MEP Paul Rubig of the European People’s Party (EPP) questioned what the EC thinks about the concerns raised in the media regarding allegations that Air Albania was created as a PPP outside of procurement rules. These, along with the Stabilisation and Association Agreement, oblige Albanian to open public procurements and to establish equal terms for European and non-European or Albanian companies.
In an answer on behalf of the EC, the Commissioner for European Neighbourhood Policy and Enlargement Negotiations Johannes Hahn stated:
“The Commission is aware of complaints concerning the possible violation of the EU-Albania Stabilisation and Association Agreement (SAA) with respect to the construction of the airport in Vlora and establishing Air Albania airline. According to the SAA, the award of public contracts on the basis of non-discrimination and reciprocity, in particular in the World Trade Organisation context, is a key objective. The services of the Commission regularly underline this in their discussions with the Albanian authorities.”
The Commission added that their role is to monitor the development of the Albanian legal framework and to assess its compliance with EU rules.
“A broader and deeper assessment of the public procurement and competition/State aid framework in Albania is already planned through various technical engagements in the upcoming months.”
In terms of the Vlora Airport, the Albanian Parliament under instruction from Edi Rama passed an “extraordinary law” that allowed direct negotiations with a number of Turkish companies.
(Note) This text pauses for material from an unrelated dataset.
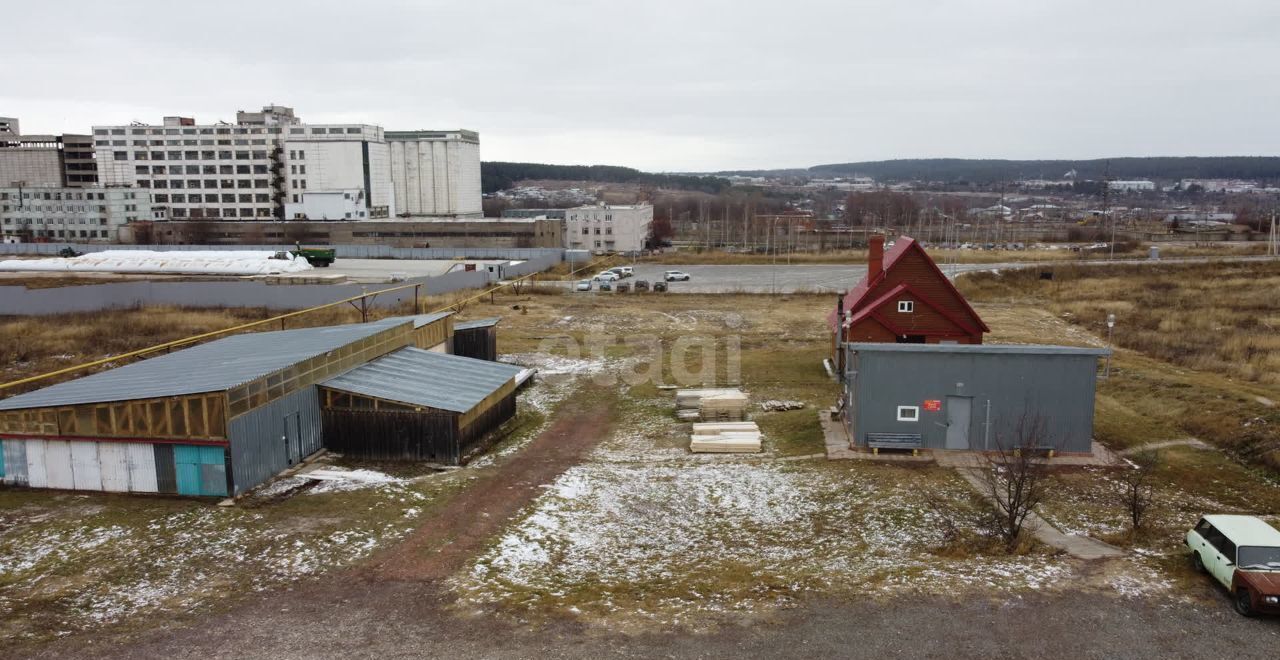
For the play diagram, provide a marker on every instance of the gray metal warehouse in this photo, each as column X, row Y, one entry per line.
column 222, row 417
column 968, row 397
Whilst the deadline for talks expired long ago, the government is yet to reveal the outcome.
It is speculated that this agreement may have violated current public procurement laws, PPP laws, and rules set by the SAA and World Trade Organisation.
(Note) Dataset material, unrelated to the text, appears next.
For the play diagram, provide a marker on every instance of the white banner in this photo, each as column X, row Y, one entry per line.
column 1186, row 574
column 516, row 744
In January 2019, Dutch MP Pieter Omtzigt posed a number of questions to his Minister of Foreign Affairs, including “Can you give an example of a major project in Albania where the tender procedure has been carried out properly according to EU rules?” and “Can you indicate for Albania which obligations the country fulfills from the SAA agreement and which it does not?”
Omtzigt also asked; “How do you rate the fact that the government of Albania did not comply with the Stabilization and Association Agreement between the EU and Albania both in the construction of the new airport in Vlora and in the setting up of Air Albania, and that the cases had been directly dealt with by Turkish authorities and companies, an Albanian state-owned company and an Albanian company that was just nine days old when it was awarded and has no experience in aviation?”
In his response, Dutch Minister of Foreign Affairs Stef Blok confirmed that the European Commission would address possible violations by the Albanian government.
The Albanian government has introduced five laws which allow them to bypass the completion and allow direct procurement– something that is in violation of EU and WTO laws.
Other suspected instances of abuse include the demolition of the old theatre and the sale of public land to a private company which plan to develop it into towers and commercial centres.